AUNTY THERESA paraded in at three- or four-day intervals, giving out stink to all before her. She dragged her husband in with her half the time and poor little mousy Aunty Nonie the spinster the other half. Daddy used to call Frank that poor fucker and Mother would let on to be insulted on Theresa’s behalf but she’d smile in spite of herself. Daddy used to say about Aunty Theresa that you had to have a business in town and a farm outside town before she’d look at you. There wasn’t many measured up to Theresa’s test of respectability. Even Our Lord Himself had only the carpentry business and no land. Signs on the only ones who’d be pals with Him when He walked this earth were the fishermen and prostitutes and lepers. The likes of Johnsey and his terrible predicaments were sent as a trial for poor Theresa. It was a penance for the few old sins she’d committed, to have a nephew like Johnsey making a solid show of her by getting into such common scrapes. God knows they weren’t much to write home about, them few auld sins she committed that were being held against her still, but some are given a bigger burden than others and all we can do is suffer on and not give out.

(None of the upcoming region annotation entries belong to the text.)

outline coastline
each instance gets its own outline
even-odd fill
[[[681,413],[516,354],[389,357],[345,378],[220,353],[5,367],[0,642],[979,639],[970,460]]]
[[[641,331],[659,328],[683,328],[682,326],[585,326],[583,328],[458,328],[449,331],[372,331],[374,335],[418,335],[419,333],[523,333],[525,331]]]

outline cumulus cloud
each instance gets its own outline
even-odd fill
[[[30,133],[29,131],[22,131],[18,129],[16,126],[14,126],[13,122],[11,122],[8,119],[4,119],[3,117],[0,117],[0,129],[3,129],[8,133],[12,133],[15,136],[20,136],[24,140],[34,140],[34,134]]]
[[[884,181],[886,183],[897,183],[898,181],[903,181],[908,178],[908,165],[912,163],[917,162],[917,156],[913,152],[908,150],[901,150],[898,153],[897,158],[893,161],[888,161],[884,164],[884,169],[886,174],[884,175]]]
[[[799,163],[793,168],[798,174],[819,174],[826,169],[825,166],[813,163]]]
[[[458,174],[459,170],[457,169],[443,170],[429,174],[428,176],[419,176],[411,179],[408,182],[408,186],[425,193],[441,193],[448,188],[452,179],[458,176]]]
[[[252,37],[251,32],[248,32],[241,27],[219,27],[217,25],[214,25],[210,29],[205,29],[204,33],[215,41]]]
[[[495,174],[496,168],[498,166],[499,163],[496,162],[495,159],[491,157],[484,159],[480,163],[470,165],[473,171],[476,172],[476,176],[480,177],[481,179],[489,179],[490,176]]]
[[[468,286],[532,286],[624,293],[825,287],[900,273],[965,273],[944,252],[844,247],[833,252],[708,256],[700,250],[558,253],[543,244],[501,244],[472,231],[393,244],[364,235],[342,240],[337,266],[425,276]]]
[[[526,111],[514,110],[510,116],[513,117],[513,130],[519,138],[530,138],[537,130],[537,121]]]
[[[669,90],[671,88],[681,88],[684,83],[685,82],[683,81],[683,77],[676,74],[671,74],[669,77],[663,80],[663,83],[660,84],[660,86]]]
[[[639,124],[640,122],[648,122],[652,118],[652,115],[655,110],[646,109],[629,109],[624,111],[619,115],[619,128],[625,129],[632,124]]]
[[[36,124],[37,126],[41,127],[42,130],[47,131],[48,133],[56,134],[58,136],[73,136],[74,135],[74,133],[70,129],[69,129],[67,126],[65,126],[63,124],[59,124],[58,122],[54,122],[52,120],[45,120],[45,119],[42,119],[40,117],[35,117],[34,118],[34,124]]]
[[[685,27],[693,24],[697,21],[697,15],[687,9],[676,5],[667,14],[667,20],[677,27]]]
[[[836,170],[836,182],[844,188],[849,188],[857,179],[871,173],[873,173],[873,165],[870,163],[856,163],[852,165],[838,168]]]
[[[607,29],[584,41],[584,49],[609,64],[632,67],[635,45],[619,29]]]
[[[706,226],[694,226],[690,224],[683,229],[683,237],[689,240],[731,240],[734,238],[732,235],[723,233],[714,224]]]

Aunty Theresa said he had their hearts broke. They expected him every Sunday but he was below with them Unthanks constantly. He hardly looked at them above at Mass! He was all that was left of their lovely Sarah and now look at the cut of him! Uncle Frank or Aunty Nonie would tell her whisht but you couldn’t whisht that one up. It was just too much; it was too much to bear , all this constant heartache. One evening she was in full flow about how awful it was about Johnsey fighting with bowsies and what have you and in walked Doctor Frostyballs and she all of a sudden sounded like one of those horsy Protestant ones whose lips don’t fit down fully over their big front teeth who come in to the co-op for feed now and again. She said Hellooo Dawk-tur, but old Frostyballs only gave his usual few hmms and shagged off fine and quick. He hadn’t time for mad Irish aunties to be wedging their tongues up his hole. Aunty Theresa said he’d be a very high caste now, you know, in India.

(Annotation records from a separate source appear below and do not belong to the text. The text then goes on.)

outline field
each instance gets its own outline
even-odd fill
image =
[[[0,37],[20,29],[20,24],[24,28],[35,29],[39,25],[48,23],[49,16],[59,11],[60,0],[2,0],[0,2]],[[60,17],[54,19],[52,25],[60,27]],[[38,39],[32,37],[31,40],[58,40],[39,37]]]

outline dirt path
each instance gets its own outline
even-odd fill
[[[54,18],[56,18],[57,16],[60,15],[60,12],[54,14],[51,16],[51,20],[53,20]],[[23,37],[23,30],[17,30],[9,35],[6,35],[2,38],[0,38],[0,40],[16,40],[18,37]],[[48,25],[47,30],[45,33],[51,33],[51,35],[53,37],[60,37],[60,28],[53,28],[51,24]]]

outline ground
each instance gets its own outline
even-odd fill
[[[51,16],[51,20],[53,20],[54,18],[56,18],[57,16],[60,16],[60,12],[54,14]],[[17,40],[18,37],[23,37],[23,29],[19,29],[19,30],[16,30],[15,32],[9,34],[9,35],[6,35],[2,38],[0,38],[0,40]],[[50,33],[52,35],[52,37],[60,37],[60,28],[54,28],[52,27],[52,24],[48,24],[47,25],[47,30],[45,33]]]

He would I suppose, said poor old Frank.
THERE WAS only one other bed in the room. It was a semi-private room. He was in the VHI, and he hadn’t even known it. That meant you got special treatment because some crowd above in Dublin or somewhere would foot the bill. You would get the best of stuff. Imagine that: his mother still had to sort things out for him and she dead and gone. She wouldn’t have liked him to be in a big old ward, anyway; you wouldn’t know what kind of quare-hawks would be in it, Mother would have said.
One time, when Daddy was bad, he’d been rushed in and given new blood and afterwards they’d wheeled him into a big ward full of auld fellas so they could keep an eye on him. Mother and Johnsey were left stay with him for fear he’d die without company, and a nurse pulled a plastic curtain around them. There was no room available, only the big old ward, stinking of old men and piss and shit and whatever dark medicines were used to try to hold Death at bay. Daddy was dead to the world, drugged to the solid eyeballs. Halfway through the night an auld fella took a figary and leapt out of his bed and threw their curtain back and stood there looking in at the three of them and he without a tooth that was ever known and his bit of white hair standing straight up on his head and shining eyes on him like a greyhound inside in a trap and his old wrinkly mickey peeping out through his pyjamas. Mother hopped out of her chair and made a grab for the old rogue but he sidestepped her and he was gone in between the wall and the side of Daddy’s bed and next thing wasn’t he going at Daddy’s face and Mother was trying to drag him off and a nurse and an orderly ran in and got him back into his own bed and they strapped him to it for a finish and through the whole thing Johnsey had just sat there like an imbecile, looking out of his mouth.